The range of coffees is what draws the crowds. Hazelnut and almond flavoured coffees are some of the favourites.
Caffè San Carlo- Piazza San Carlo 156,Torino
Founded in 1842, Caffè San Carlo was a patriotic bastion during the Risorgimento and later became frequented by artists, literary personalities and statesmen.

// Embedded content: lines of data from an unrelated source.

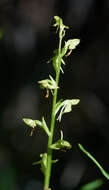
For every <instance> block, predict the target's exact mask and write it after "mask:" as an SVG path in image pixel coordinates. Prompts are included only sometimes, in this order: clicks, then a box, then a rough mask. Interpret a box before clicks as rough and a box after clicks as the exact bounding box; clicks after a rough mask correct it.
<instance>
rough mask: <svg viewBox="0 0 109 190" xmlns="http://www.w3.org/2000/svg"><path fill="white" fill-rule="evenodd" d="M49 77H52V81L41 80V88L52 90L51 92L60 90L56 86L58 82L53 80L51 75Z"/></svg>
mask: <svg viewBox="0 0 109 190" xmlns="http://www.w3.org/2000/svg"><path fill="white" fill-rule="evenodd" d="M49 77H50V79H45V80H41V81H39V82H38V83H39V84H40V87H41V88H46V89H50V90H54V89H56V88H59V87H58V86H57V84H56V81H55V80H54V79H53V77H52V76H50V75H49Z"/></svg>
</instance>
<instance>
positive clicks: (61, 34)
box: [53, 16, 69, 37]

Franceso Crispi was also an habitué, as were Gramsci, Roselli and Giolitti.
This opulent café, located on the eponymous piazza, sells excellent blends of tea and coffee, as well as cakes and candies.
Caffè Torino- Piazza San Carlo 204,Torino
Opened in 1903, the Caffé Torino, with its beautiful Belle Epoque atmosphere, soon made a name for themselves among the other coffee houses on Piazza San Carlo.
With its wooden fireplaces, velvet upholstery and painted medallions Caffè Torino looks like a cosy, homely salon. Famous Italians such as Einaudi and De Gasperi and international stars such as Ava Gardner used to have a coffee here. The fashion of sitting outside on the heated terrace in winter was already popular here in the 1950’s.
Caffè Mulassano – Piazza Castello 15- Torino
Born in 1925, this tiny historical cafe is hidden away beneath the arcades that surround Turin’s royal palaces. With its elegant atmosphere and waiters in white livery, Caffè Mulassano offers delicious cappuccinos and house aperitif (the Caffè has its own brand of Vermouth).
Every drink is accompanied, at any time of the day, by a plate of ‘tramezzini’ (sandwiches). It is indeed in Caffè Mulassano that the famous Italian ‘tramezzino’ was born.
Platti- Corso Vittorio Emanuele II, 72- Torino
Caffè Platti was originally a shop selling liqueurs, opened in 1870, before it became a literary café, frequented predominantly by intellectuals and writers such as Cesare Pavese.
The refined atmosphere, witness of different epochs, Louis XVI, baroque style, 1920s and Art Déco, was also appreciated by the founders of Fiat and Lavazza.